The CBD’s subsidiary agreement, the Cartagena Protocol on Biosafety elaborates on rules and procedures for the safe handling, transfer, and use of living modified organisms (LMOs) resulting from biotechnology. These two international treaties impact the regulation of products of modern biotechnology, and therefore synthetic biology, from research activities to the commercialization of products. The CBD has been almost universally ratified among United Nations members (excluding the United States) and is the primary forum for international negotiations on the regulation of synthetic biology.
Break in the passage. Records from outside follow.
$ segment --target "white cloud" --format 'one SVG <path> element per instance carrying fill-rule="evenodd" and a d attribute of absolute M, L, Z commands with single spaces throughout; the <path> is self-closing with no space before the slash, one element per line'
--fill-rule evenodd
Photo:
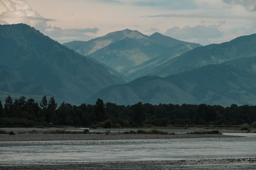
<path fill-rule="evenodd" d="M 174 26 L 167 29 L 164 35 L 184 41 L 198 42 L 202 45 L 209 44 L 213 38 L 221 38 L 221 33 L 215 25 L 199 25 L 195 26 L 187 26 L 182 28 Z"/>
<path fill-rule="evenodd" d="M 26 24 L 60 43 L 74 40 L 88 40 L 95 38 L 99 31 L 97 28 L 62 29 L 48 23 L 54 21 L 40 16 L 24 0 L 0 0 L 1 24 Z"/>
<path fill-rule="evenodd" d="M 250 12 L 256 11 L 256 1 L 255 0 L 223 0 L 223 1 L 231 6 L 241 5 Z"/>

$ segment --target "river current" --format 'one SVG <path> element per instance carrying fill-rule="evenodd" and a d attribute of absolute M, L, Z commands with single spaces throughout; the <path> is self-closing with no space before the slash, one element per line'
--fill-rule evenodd
<path fill-rule="evenodd" d="M 242 137 L 0 142 L 0 165 L 256 157 L 256 134 Z"/>

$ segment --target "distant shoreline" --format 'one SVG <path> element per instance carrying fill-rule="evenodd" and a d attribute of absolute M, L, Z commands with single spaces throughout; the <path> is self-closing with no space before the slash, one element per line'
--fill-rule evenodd
<path fill-rule="evenodd" d="M 198 138 L 222 138 L 241 137 L 221 134 L 193 134 L 186 133 L 175 135 L 124 134 L 121 132 L 90 132 L 86 134 L 52 134 L 47 133 L 49 129 L 36 128 L 0 128 L 6 132 L 13 131 L 15 135 L 0 134 L 0 141 L 70 141 L 98 140 L 129 140 L 185 139 Z M 25 131 L 24 131 L 25 130 Z M 115 130 L 112 130 L 113 131 Z M 93 130 L 92 131 L 93 132 Z"/>

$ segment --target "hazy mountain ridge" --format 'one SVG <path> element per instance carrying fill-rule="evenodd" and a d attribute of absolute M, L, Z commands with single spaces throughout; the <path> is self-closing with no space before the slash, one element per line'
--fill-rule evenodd
<path fill-rule="evenodd" d="M 73 104 L 94 104 L 100 98 L 105 103 L 125 105 L 139 102 L 154 104 L 256 104 L 256 34 L 194 48 L 199 45 L 167 47 L 166 42 L 171 38 L 163 37 L 164 41 L 160 45 L 160 41 L 156 43 L 137 31 L 120 31 L 117 35 L 115 33 L 108 34 L 108 41 L 104 44 L 112 42 L 103 47 L 96 46 L 101 49 L 90 56 L 109 53 L 109 58 L 103 59 L 114 62 L 115 59 L 127 56 L 130 62 L 136 62 L 136 55 L 131 55 L 137 49 L 135 52 L 143 54 L 141 56 L 145 58 L 152 58 L 132 69 L 141 69 L 142 72 L 144 67 L 148 69 L 164 62 L 155 67 L 159 72 L 151 70 L 157 74 L 124 84 L 124 80 L 102 66 L 27 25 L 0 25 L 0 60 L 4 66 L 0 67 L 0 92 L 49 94 Z M 162 35 L 159 34 L 155 34 L 154 38 L 161 40 Z M 104 40 L 106 37 L 100 38 L 97 40 Z M 187 52 L 181 54 L 185 51 Z M 112 57 L 114 55 L 115 58 Z M 128 60 L 124 61 L 130 63 Z M 139 71 L 132 70 L 124 69 L 128 73 L 127 77 L 139 76 Z"/>
<path fill-rule="evenodd" d="M 132 67 L 129 70 L 126 71 L 124 75 L 129 79 L 133 79 L 141 75 L 141 73 L 145 73 L 162 64 L 198 46 L 193 44 L 183 45 L 180 44 L 170 47 L 158 55 L 137 66 Z M 142 74 L 143 75 L 143 74 Z"/>
<path fill-rule="evenodd" d="M 139 101 L 155 104 L 255 105 L 255 66 L 256 56 L 208 65 L 164 78 L 144 76 L 108 87 L 90 99 L 97 96 L 106 102 L 115 101 L 125 105 Z M 128 91 L 129 95 L 123 93 Z"/>
<path fill-rule="evenodd" d="M 181 44 L 184 46 L 182 52 L 175 48 Z M 187 50 L 202 46 L 158 33 L 148 36 L 127 29 L 88 42 L 72 42 L 63 45 L 115 70 L 123 78 L 130 80 Z M 168 53 L 159 56 L 167 50 Z"/>
<path fill-rule="evenodd" d="M 1 64 L 63 100 L 82 102 L 103 88 L 125 82 L 27 25 L 0 27 Z"/>
<path fill-rule="evenodd" d="M 196 103 L 195 98 L 157 76 L 143 77 L 125 84 L 113 85 L 100 91 L 87 102 L 100 97 L 104 102 L 132 105 L 139 102 L 159 103 Z"/>
<path fill-rule="evenodd" d="M 256 55 L 256 34 L 229 42 L 195 48 L 147 71 L 143 75 L 165 77 L 208 64 Z"/>

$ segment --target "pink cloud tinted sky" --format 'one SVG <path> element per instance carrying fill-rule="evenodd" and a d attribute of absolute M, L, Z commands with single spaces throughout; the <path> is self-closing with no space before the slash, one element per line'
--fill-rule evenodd
<path fill-rule="evenodd" d="M 207 45 L 256 33 L 256 21 L 255 0 L 0 0 L 0 24 L 61 43 L 128 29 Z"/>

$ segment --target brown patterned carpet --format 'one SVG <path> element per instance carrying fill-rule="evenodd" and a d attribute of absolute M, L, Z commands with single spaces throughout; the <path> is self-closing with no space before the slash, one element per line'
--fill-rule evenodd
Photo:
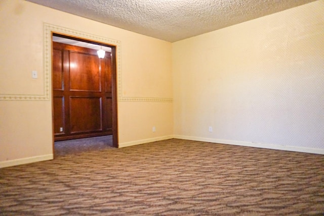
<path fill-rule="evenodd" d="M 0 169 L 0 215 L 322 215 L 324 155 L 171 139 Z"/>

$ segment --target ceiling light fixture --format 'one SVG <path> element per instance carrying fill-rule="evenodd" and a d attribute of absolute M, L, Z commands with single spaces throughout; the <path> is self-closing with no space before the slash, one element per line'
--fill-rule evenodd
<path fill-rule="evenodd" d="M 100 48 L 100 49 L 97 51 L 97 53 L 98 54 L 98 57 L 99 58 L 99 59 L 103 59 L 104 58 L 105 58 L 105 53 L 106 53 L 106 52 L 105 51 L 105 50 L 102 49 L 102 46 L 101 46 Z"/>

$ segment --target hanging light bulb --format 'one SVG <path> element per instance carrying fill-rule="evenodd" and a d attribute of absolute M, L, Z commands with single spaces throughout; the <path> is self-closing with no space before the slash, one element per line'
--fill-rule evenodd
<path fill-rule="evenodd" d="M 100 47 L 100 49 L 97 51 L 97 53 L 98 54 L 98 57 L 99 58 L 99 59 L 103 59 L 104 58 L 105 58 L 105 53 L 106 52 L 105 51 L 105 50 L 102 49 L 102 46 Z"/>

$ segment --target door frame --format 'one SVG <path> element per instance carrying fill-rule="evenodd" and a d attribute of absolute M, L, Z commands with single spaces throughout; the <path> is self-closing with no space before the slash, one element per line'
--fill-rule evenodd
<path fill-rule="evenodd" d="M 62 33 L 60 32 L 55 31 L 51 31 L 51 86 L 52 86 L 53 82 L 53 36 L 56 35 L 60 37 L 65 37 L 68 39 L 71 39 L 74 40 L 77 40 L 82 42 L 85 42 L 88 43 L 92 43 L 96 45 L 102 45 L 104 46 L 108 46 L 111 48 L 111 93 L 112 93 L 112 145 L 115 148 L 118 147 L 118 114 L 117 114 L 117 66 L 116 66 L 116 49 L 117 45 L 111 44 L 104 42 L 101 42 L 97 40 L 94 40 L 92 39 L 86 39 L 78 36 L 67 34 Z M 53 152 L 54 152 L 54 104 L 53 99 L 53 87 L 51 87 L 52 91 L 51 102 L 52 105 L 52 138 L 53 140 Z"/>

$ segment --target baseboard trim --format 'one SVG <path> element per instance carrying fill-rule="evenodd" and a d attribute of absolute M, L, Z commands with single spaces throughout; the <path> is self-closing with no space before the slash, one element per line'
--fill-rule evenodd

There is strong support within the CBD synthetic biology work program for the view that there is no need to develop a new regulatory framework for synthetic biology, or any other rules, procedures, or guidance in the absence of demonstrated need. This viewpoint is based on, and supported by, the scientific and regulatory opinions issued by a number of national and international organisations and scientific institutions. However, the Parties and NGOs that are calling for the development of additional regulatory oversight for synthetic biology continue to strongly push their viewpoint, despite its lack of credible support.

The issues arising in the CBD synthetic biology work program will be discussed at the 15th meeting of the Parties to the CBD (#COP15) in Montreal, Canada.